Their laboratory complete, the doctors took their first tour of Chinatown, accompanied by police officers. The district was “shockingly unsanitary,” they would later write. Its “rooms are small; they are often entirely devoid of light or means of ventilation . . . many of them are filthy; some of them, especially those situated in bas
ements, are damp and emit a foul stench.” Prostitution was rife, allowing venereal disease to spread without constraint. Yet even so, they noted with grim irony, the rooms in which the prostitutes lived were “on the whole, more wholesome in some regards [such as] air space, light, ventilation and cleanliness than those of the other inhabitants of the district.”

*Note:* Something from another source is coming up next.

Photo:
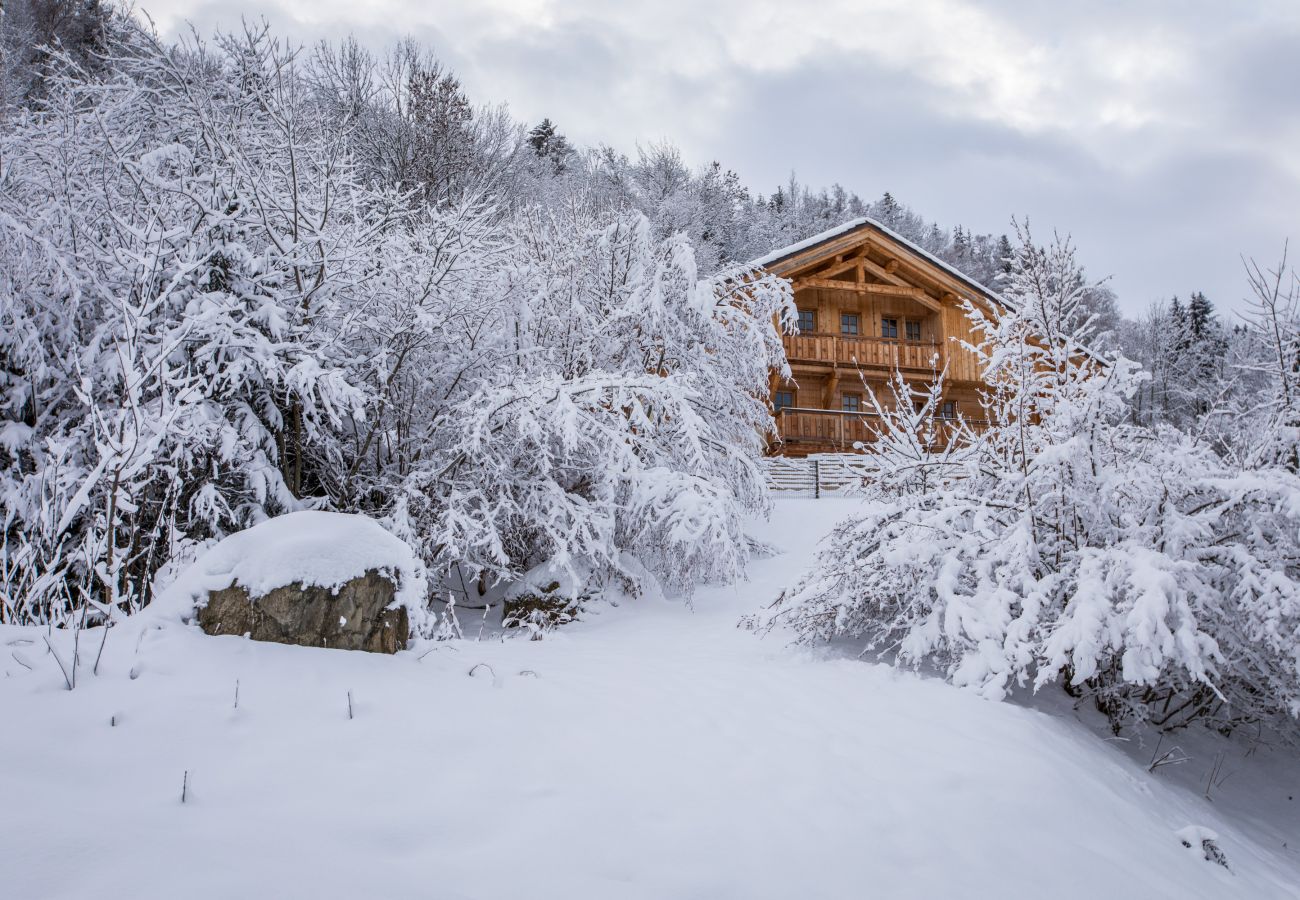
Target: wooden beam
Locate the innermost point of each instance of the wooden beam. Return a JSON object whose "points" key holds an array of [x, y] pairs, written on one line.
{"points": [[839, 267], [888, 290], [883, 272]]}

On their tenth day in San Francisco, they found their first plague victim. The body of Chu Ah Chon, a forty-four-year-old actor, was discovered in a room above a theater at 814 Washington Street and carted to a nearby undertaker’s shop. The commission members examined the corpse in a dimly lit back room. Large bluish spots, a sign of internal bleeding that was often present on plague victims in India, dotted the man’s legs, while the glands in the neck, groin and armpits bulged. Typically, such clear evidence of plague would have pressed the doctors into conducting an immediate autopsy. Yet owing to the protests of their Chinese interpreter, who voiced his revulsion at any form of bodily mutilation, they agreed to make only the minimal incisions required to take tissue samples. They rushed the material back to their City Hall laboratory, where Novy, like Kinyoun before him, inoculated a guinea pig with cultures he isolated from the man’s body. The animal soon developed symptoms of plague and died a few days later, confirming that Chu was the twenty-sixth known victim of the epidemic. “Plague was present beyond possible doubt,” Novy wrote in his notebook.
Perhaps recognizing that the men he was now working with were more willing to respect Chinese customs than Kinyoun, who would concede nothing in his search for medical evidence, their interpreter soon informed them of several people suffering from apparent plague symptoms whose identities were known to the Chinese Six Companies but who had remained hidden from Western health officials. The commission members examined more than a dozen patients, marking the first time that living carriers of the disease were officially recorded.